In this scenario, the holder of the 15-year fixed rate mortgage only wins if interest rates rise significantly in the space of those two years. At present this seems unlikely, though it’s worth remembering that they were much higher 10 years ago:
What if I repay a 15-year fixed mortgage early?
You’ll usually have to pay a significant early repayment charge (ERC) if you pay off a long-term fixed rate mortgage early (e.g. by remortgaging). For the Virgin Money 15-year fixed deal, this would be 8 per cent in the first five years, 7 per cent up to year 10, then falling by steps to 1 per cent in year 14. So if you wanted to switch mortgages after nine years, then (based on the borrowing levels described above) your ERC penalty payment would be around £14,413. In other words, it would be prohibitively expensive unless you wanted to switch in the last few years of the deal.

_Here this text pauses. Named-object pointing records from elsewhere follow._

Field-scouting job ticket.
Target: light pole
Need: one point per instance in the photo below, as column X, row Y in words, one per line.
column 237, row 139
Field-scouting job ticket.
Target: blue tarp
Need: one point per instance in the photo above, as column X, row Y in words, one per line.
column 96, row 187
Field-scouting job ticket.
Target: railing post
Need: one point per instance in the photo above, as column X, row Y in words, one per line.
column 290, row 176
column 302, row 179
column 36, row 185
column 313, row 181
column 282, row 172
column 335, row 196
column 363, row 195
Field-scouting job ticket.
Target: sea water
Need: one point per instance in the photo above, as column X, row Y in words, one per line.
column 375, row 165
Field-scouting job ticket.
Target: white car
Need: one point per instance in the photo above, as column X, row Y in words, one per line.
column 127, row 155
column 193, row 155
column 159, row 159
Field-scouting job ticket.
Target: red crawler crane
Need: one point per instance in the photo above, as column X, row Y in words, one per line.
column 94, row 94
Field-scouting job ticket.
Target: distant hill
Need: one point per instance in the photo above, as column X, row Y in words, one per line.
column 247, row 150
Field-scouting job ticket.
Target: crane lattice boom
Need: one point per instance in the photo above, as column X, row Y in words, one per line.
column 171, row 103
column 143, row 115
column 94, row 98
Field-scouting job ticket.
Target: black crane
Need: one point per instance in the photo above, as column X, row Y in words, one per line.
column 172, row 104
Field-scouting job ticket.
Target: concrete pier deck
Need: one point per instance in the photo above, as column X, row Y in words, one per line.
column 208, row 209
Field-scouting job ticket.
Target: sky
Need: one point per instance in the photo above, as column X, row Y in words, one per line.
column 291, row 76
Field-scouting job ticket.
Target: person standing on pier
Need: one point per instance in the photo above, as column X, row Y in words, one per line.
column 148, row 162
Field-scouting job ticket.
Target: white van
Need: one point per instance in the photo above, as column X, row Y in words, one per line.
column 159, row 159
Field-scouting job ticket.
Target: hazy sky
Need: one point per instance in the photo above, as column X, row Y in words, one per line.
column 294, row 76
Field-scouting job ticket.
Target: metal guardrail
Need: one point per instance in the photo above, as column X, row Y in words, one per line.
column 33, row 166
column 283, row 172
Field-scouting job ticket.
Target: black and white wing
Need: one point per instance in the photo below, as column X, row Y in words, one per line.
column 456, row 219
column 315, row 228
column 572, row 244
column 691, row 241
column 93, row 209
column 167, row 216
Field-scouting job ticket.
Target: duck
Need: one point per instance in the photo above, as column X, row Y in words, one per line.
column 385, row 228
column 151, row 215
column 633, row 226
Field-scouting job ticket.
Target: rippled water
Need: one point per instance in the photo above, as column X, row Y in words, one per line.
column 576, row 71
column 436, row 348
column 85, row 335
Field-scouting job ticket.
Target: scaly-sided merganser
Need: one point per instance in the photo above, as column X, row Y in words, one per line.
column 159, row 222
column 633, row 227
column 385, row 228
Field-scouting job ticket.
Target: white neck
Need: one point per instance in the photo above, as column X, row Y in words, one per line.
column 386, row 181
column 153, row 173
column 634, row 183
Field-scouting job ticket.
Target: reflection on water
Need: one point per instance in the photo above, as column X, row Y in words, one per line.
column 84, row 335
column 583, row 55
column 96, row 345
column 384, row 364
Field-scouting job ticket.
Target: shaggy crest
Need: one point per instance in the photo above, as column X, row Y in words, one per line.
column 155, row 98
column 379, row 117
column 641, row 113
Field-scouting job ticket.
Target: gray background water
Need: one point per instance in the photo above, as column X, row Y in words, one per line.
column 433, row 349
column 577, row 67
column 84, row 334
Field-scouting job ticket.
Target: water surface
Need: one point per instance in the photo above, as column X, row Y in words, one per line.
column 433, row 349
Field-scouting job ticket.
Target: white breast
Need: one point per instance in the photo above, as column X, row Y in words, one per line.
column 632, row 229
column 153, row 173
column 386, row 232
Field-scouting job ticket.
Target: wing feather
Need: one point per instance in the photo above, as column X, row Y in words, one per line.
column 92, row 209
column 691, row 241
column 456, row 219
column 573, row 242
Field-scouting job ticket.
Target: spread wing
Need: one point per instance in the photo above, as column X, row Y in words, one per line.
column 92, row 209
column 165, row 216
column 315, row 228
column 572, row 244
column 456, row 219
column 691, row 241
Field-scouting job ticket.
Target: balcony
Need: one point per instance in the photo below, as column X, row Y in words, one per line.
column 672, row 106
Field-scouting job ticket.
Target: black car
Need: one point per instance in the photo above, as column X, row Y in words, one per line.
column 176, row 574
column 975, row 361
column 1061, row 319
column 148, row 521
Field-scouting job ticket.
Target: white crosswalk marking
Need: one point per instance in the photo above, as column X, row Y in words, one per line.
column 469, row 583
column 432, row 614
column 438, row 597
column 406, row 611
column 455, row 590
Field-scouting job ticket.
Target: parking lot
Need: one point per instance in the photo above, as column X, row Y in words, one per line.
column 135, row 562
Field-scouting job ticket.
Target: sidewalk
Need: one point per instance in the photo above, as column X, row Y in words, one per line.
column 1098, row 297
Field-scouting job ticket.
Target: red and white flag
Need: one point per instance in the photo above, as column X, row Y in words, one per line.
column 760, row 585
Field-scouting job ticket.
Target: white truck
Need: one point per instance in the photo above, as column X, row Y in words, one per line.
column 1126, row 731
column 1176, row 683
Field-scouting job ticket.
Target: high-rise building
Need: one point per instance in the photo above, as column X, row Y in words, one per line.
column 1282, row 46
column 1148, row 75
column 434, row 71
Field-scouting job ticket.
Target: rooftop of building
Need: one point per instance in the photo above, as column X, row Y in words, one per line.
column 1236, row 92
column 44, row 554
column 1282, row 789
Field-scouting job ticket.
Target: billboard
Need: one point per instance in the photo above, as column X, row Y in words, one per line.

Can I make overpayments on the mortgage?
You can however make overpayments on your 15-year fixed rate mortgage, and so pay it off slightly early. Virgin Money allows you to pay 10 per cent more per year without incurring an ERC. This would settle a 25 year mortgage in around 21 years instead, and mean paying back a smaller total amount.
Who might be suited to a 15-year fixed mortgage?
A very long fixed mortgage term may not be suitable for a first-time buyer, who is likely to need to remortgage much sooner as they move up the property ladder. Such a long term deal is probably more suited to settled homeowners who have no plans to move in the next 15 years, or those with exactly 15 years left on their mortgages who want to minimise risk during this time.
For other homebuyers, the best strategy may still be a series of shorter mortgage deals linked by regular remortgaging. A mortgage broker can make this a less onerous process, and can also help to keep remortgaging fees to a minimum.